イラン神話の概要と歴史的変遷

📌 主なポイント
- ✓イラン神話は、古代アーリア人の伝承、ゾロアスター教神話、イスラーム化以降の文学の三つの層で構成される。
- ✓古代の神話的要素は『アヴェスター』などの聖典や讃歌に保存されている。
- ✓『シャー・ナーメ』は、イスラーム化後のイランにおいて古代の英雄伝承を継承した代表的な叙事詩である。
イラン神話は、イラン高原およびその周辺地域に伝わる神話・伝説の総称です。ペルシア神話とも呼ばれます。イラン地域は古くからアーリア人の居住地であり、その神話的伝統は数千年にわたる歴史の中で、宗教的変容や文学的発展を遂げてきました。
古代アーリア人の伝承
イラン神話の起源は、インド・ヨーロッパ語族に属するアーリア人の古い伝承に遡ります。紀元前2000年から紀元前1500年頃にかけてイラン高原に定住した彼らは、自然現象を神格化する多神教的な信仰体系を持っていました。この時期の神話は、ゾロアスター教の聖典『アヴェスター』、特に神々への讃歌である『ヤシュト』の中にその断片を見出すことができます。また、インドの『リグ・ヴェーダ』との言語的・神話的な共通性が指摘されており、ダエーワ(デーヴァ)やアフラ(アスラ)といった神格の概念において、インド神話と密接な関連性を持っています。
ゾロアスター教神話
ゾロアスター教は、古代の多神教的な伝承を基盤としつつ、善神アフラ・マズダーと悪神アンラ・マンユの対立を軸とする二元論的な神学体系を確立しました。この宗教は広範な地域で信仰され、中世に編纂された『デーンカルド』や『ブンダヒシュン』といった宗教文書を通じて、宇宙の創造や終末論を含む詳細な神話的世界観が体系化されました。これらの文献は、ゾロアスター教の教義を維持・継承する上で重要な役割を果たしました。
イスラーム化以降の文学と英雄物語
7世紀以降のイスラーム化を経て、イランの神話伝承は新たな局面を迎えました。一神教であるイスラームの教義と調和させる形で、古い神話や伝承は文学作品へと昇華されました。特に中世の英雄叙事詩『シャー・ナーメ(王書)』は、パフラヴィー語の『フワダーイ・ナーマグ』などの伝承を基にしており、イランの歴史的・神話的な英雄たちの物語を後世に伝えました。

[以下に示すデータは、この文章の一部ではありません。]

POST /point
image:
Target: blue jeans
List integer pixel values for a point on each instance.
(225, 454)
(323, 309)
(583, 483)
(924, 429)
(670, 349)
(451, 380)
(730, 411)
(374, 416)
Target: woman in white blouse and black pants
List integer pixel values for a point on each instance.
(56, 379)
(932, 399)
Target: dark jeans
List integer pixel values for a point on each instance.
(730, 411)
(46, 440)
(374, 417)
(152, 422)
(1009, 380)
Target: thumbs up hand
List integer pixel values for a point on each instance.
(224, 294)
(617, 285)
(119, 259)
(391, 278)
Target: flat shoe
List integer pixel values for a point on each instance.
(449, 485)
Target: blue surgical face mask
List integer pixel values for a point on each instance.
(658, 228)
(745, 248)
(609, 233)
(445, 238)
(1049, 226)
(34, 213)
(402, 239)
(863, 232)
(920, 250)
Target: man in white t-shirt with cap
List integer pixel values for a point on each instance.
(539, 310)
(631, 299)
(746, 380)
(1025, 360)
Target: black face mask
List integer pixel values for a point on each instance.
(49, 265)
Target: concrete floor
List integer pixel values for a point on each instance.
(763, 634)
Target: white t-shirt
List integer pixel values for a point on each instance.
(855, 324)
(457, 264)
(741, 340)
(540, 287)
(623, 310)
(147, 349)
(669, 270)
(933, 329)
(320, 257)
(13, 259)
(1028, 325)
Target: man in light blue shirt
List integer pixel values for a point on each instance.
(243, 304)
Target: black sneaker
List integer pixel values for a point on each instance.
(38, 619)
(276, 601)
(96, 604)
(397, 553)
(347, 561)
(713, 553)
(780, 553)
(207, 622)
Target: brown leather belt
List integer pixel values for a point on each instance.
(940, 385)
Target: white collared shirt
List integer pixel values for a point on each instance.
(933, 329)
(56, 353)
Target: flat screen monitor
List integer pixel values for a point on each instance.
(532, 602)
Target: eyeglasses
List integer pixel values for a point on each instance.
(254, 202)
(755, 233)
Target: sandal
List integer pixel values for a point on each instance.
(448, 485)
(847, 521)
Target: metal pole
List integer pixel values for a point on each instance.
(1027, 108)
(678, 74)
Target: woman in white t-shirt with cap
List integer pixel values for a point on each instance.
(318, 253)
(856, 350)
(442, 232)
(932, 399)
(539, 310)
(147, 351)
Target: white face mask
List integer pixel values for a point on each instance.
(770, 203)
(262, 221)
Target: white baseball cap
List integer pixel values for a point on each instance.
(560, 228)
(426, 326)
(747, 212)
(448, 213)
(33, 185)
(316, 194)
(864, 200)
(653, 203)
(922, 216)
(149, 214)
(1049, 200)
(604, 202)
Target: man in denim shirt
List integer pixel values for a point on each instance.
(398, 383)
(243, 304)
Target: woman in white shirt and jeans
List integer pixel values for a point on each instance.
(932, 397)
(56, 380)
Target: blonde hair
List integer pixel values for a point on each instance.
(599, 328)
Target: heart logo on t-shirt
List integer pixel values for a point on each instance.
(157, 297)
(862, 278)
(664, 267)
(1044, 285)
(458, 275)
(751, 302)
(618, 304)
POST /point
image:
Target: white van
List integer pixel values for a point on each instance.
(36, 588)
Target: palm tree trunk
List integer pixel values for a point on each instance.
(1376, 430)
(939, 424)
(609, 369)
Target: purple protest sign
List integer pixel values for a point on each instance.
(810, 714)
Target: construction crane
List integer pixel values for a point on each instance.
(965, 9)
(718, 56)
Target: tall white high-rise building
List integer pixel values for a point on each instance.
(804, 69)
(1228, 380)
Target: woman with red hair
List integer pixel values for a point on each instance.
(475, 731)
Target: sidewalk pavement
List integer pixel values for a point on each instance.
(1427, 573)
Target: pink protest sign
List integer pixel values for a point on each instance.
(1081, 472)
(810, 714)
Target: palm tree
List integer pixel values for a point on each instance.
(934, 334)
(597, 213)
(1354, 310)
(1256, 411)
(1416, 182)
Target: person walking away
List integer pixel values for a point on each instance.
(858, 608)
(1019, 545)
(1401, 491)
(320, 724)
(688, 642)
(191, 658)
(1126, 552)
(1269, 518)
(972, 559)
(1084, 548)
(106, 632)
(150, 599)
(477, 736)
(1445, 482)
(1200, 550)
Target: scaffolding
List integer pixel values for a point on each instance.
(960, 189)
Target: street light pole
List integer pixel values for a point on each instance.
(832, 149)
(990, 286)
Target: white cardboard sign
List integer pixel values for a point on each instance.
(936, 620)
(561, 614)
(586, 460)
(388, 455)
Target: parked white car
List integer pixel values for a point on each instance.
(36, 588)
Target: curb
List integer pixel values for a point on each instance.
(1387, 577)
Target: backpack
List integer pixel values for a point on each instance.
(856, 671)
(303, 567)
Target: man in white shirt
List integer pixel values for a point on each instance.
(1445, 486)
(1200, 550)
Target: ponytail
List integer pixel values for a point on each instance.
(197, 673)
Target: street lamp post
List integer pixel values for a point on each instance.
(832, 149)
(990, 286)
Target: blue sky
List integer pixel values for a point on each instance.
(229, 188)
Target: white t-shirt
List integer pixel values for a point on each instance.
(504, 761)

これにより、古代の神話的要素はイスラーム時代の文学的伝統の中に組み込まれ、現代に至るまでイラン文化の重要な一部となっています。

よくある質問
イラン神話とペルシア神話は同じものですか?
イラン神話はインド神話と関係がありますか?
イスラーム化によって神話は消滅しましたか?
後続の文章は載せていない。